Upon arrival at housing units, one dose of intramuscular ceftiofur (ceftiofur sodium; Pfizer, NY; 2.2 mg/kg) was administered (in accordance with label instructions) to each calf to increase the likelihood of detection of resident ceftiofur-resistant bacteria that could potentially act as plasmid donors (although data obtained subsequently indicated that this treatment probably did not alter this likelihood) (38). Feces were sampled and cultured daily for seven days to detect preexisting ceftiofur-, nalidixic acid-, or rifampin-resistant flora using culture methods that are described below.

Treatment phase.

On days when recipient strains were administered to the calves, all six strains were given to each animal as a mixture of the thawed glycerol stocks; likewise, on days when donor strains were administered to the calves, both donor strains were given to each animal as a mixture. Donor and recipient strains were always administered on different days in order to decrease the chance of the occurrence of bacterial conjugation in the mouths of the animals.

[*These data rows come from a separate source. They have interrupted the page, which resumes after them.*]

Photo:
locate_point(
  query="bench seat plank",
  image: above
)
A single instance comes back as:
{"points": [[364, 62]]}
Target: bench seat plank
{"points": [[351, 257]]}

Calves were inoculated with recipient (days 0, 2, 4, and 6) and donor (days 1, 3, and 5) stocks by oral drench. As the recipient stock included Salmonella enterica in high numbers, calves were monitored for clinical signs consistent with salmonellosis, including diarrhea, inappetence, and dehydration.

Ceftiofur (ceftiofur sodium; 2.2 mg/kg) was administered intramuscularly to the calf assigned to the treatment group beginning on treatment day 2 and subsequently every 24 h for 5 doses. Thus, calves had received both donor and recipient strains prior to administration of the first dose of ceftiofur.

Posttreatment phase.

Alternate-day inoculations with donor and recipient stocks were continued for five additional days (days 9 to 13). This phase served as a within-calf control period during which no further exposure to ceftiofur occurred.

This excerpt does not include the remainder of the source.